在这种强烈的不安感下,人们的就业心态发生变化,就业观也出现裂变和分化。青年高学历人群挤向体制内岗位,追求“国家”保障的稳定;普通学历、大龄劳动者则在求职过程中受到“学历挤压”和年龄歧视,默默接受了“螺丝钉”的位置,或通过降低需求、省钱存款来维系一份岌岌可危的“安全感”;而最缺少信息和资源的弱势群体,则只能随波逐流,接受无法规划的生活。这些现象意味着,人们的职业危机感在上升,进而本能地提高了对就业稳定性和可持续性的预期。然而,稳定只是相对的。由于生产性行业和经营性行业的就业不充分影响了经济复苏,一些地方出现财政问题,公务员、教师等“铁饭碗”职位面临降薪甚至欠发工资的困境。
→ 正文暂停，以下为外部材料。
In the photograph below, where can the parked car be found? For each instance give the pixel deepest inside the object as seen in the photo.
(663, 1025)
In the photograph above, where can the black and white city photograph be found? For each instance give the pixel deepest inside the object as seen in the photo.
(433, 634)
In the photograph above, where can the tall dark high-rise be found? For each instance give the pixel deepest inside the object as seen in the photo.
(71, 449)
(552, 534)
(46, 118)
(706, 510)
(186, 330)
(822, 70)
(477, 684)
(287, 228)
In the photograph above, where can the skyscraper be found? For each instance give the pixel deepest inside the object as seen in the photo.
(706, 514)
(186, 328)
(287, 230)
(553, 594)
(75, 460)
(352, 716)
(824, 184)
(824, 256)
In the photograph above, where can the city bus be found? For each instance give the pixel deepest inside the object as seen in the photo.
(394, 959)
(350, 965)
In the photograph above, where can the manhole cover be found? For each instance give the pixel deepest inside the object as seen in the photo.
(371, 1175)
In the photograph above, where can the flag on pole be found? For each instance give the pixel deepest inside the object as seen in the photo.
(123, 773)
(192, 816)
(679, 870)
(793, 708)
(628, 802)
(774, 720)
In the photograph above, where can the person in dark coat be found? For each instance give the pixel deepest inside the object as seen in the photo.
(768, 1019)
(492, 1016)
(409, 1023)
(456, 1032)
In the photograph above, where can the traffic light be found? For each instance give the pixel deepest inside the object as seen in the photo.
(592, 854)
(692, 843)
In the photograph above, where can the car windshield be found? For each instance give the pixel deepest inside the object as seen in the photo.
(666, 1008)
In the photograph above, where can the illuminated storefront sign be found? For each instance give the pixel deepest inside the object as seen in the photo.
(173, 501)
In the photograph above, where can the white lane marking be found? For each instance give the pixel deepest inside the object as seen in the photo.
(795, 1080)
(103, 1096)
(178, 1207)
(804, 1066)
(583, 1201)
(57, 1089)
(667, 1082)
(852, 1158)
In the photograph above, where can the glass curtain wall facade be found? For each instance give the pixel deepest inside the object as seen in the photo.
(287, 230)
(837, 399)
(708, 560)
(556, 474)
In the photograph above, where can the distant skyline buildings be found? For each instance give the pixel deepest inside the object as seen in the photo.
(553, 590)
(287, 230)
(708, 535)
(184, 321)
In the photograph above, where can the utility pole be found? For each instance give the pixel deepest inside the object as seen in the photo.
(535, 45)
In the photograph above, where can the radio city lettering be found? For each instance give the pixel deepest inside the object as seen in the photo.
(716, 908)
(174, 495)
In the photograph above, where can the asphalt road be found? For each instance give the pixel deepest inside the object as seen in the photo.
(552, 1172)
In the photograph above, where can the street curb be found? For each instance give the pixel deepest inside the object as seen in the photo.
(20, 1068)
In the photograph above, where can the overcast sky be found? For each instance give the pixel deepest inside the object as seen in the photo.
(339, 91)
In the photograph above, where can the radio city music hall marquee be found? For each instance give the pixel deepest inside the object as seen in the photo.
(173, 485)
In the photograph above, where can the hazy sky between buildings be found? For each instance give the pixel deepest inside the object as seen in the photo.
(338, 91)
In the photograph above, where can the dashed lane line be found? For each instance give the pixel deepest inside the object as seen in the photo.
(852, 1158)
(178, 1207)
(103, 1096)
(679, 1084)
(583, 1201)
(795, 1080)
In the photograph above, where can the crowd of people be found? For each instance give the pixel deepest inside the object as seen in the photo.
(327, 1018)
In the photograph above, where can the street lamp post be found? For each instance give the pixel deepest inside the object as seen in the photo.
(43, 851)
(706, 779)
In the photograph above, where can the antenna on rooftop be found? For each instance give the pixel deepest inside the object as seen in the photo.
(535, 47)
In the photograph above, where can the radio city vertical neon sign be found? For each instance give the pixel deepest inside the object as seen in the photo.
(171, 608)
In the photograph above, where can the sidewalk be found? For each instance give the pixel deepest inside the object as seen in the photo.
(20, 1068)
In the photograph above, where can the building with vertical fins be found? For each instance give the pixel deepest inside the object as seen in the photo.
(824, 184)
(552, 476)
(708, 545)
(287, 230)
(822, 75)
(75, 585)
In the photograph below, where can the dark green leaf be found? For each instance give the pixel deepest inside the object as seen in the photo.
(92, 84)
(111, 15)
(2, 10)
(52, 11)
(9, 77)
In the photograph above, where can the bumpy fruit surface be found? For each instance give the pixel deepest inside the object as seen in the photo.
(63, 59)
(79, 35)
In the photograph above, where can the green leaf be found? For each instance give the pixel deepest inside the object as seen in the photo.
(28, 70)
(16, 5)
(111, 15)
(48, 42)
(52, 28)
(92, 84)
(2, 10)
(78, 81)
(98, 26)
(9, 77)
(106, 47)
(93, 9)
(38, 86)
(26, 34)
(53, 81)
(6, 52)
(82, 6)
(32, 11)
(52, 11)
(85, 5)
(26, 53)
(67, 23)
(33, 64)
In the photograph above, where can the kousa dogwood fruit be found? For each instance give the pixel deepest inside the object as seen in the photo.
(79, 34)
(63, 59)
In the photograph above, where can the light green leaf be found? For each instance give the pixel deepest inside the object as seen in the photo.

总的来看,以“稳定”为核心的传统职业发展路径,正在被时代打破。今天,能在一个岗位上工作一生直到退休的人明显变少了。正如近期热播的电视剧《漫长的季节》中,主人公追求桦钢“铁饭碗”的各种客观条件已经改变,已经无法通过旧的方式追求稳定。在时代震荡和求稳而不得的现实张力下,每个人都需要寻找新的自我安放之法,而政府、企业、社会等各方也需要做出调整。这一全方位的调整过程,尤其需要借助技术,重新塑造一个有利于可持续就业的社会生态。
二、可持续就业:用技术重新连接社会
人们常说,“解铃还须系铃人”,发展的问题要在发展中解决。向技术寻求解决方案,就是要借助技术,在产业创新升级中拓展新的就业岗位,建立新的社会组织方式和社会交互网络,帮助劳动者在变动和流转中实现可持续发展。这对新技术的持有者,特别是已成为公共基础设施的平台企业,提出了更高要求:企业不仅以经营利润为衡量标准,更要兼顾社会责任,通过新技术平台为社会公众、为上下游公司创造更多机会。而劳动者也亟需从“工作稳定”的逻辑转向“能力稳定”的逻辑,从而抓住更多就业机会。当社会和经济都在不断调整和改变,一个工作岗位,一个职业,甚至一个专业产业领域,都有可能消失。但对工具的熟悉,对某类机械、某个技术、某种工艺的理解,对语言、文化的把握,或者是与人沟通的能力,这些都不会消失。要让人身上最为本质的能力持续发挥其价值,形成可持续就业的良性社会循环,关键在于帮助每个个体更了解自身的能力和特长,同时对各种工作的需求进行重新梳理,完成人和岗位的高效率对接。
(一)新生与重构:从不稳定到可持续?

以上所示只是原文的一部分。